As shown in Fig. 7, the production of β-Arbutin in UA8-1 showed an initial increase followed by a decrease, reaching the highest yield at 72h, but only 1.25 g/L. The titer of β-Arbutin in UA8-1 is much lower than the control. Similar to increasing E4P supply by overexpress Tkt, the titer of β-Arbutin also suffered a significant decrease. The oxidative PPP is a major source of reductive power. Therefore, we speculate that the reason for the decrease in β-Arbutin production may be due to the introduction of the PHK pathway, which interferes with the generation of NADPH in the oxidative pentose phosphate pathway, thereby limiting the production of β-Arbutin. Therefore, using fructose-6-phosphate as the substrate to increase the supply of E4P may not be an appropriate strategy for enhancing β-Arbutin production in K. phaffii. How to increase the supply of E4P without disrupting the normal reductive power supply of K. phaffii will be a question worth considering.

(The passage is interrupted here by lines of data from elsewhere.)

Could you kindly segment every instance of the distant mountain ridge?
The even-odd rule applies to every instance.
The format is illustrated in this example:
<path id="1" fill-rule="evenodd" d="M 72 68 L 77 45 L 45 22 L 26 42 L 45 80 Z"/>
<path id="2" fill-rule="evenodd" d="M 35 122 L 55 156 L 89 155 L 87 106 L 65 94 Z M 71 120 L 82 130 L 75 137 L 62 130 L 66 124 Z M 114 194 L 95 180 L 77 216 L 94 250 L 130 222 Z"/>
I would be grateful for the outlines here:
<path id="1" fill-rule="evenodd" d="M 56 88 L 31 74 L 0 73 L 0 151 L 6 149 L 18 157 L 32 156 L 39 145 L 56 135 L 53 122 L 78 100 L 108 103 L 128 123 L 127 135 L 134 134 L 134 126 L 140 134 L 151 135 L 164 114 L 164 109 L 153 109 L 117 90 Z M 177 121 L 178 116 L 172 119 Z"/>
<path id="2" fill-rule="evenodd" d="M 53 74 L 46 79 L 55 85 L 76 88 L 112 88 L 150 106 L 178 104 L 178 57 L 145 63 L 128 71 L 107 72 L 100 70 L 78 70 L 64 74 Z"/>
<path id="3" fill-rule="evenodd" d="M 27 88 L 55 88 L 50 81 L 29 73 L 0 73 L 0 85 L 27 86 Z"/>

Scale-up production of β-Arbutin
We conducted scale-up fermentation of UA3-10 in a 5 L fermenter and monitored the biomass and β-Arbutin titer throughout the fermentation process (Fig. 8). To evaluate the performance of the optimal strain UA3-10, high-density fermentation was carried out in a 5 L fermenter, employing a fed-batch strategy. The two-stage fermentation process precisely controlled the carbon source for both cell growth and product accumulation. Upon culturing the strain for 18.6 h, glycerol in the BSM medium was depleted, initiating the glycerol fed-batch fermentation phase with a controlled flow rate at 5–10 g/h. After 32 h of cultivation, the biomass of the strain reached 278, prompting a 1-hour pause in feeding. Following this starvation period, the methanol induction phase commenced. Initially, methanol was supplied at a flow rate of 5 g/h, with hourly interruptions in feeding to assess the methanol utilization ability of the strain. Monitoring DO changes within a minute helped prevent excessive methanol accumulation. As the strain adapted to the methanol flow rate, it was gradually increased, reaching a maximum flow rate of 20.7 g/h in this fermentation cycle. With the initiation of methanol feeding, there was a notable surge in β-Arbutin accumulation, while the increase in biomass slowed down. Fermentation was terminated after 132 h of induction, with the maximum biomass reaching 384 at 164 h. The peak production of β-Arbutin reached 128.6 g/L at 140 h, which was 1.89 times that of strain UA1-1 (68.02 g/L). This achievement represents the highest titer reported using K. phaffii, surpassing other strains documented in the literature.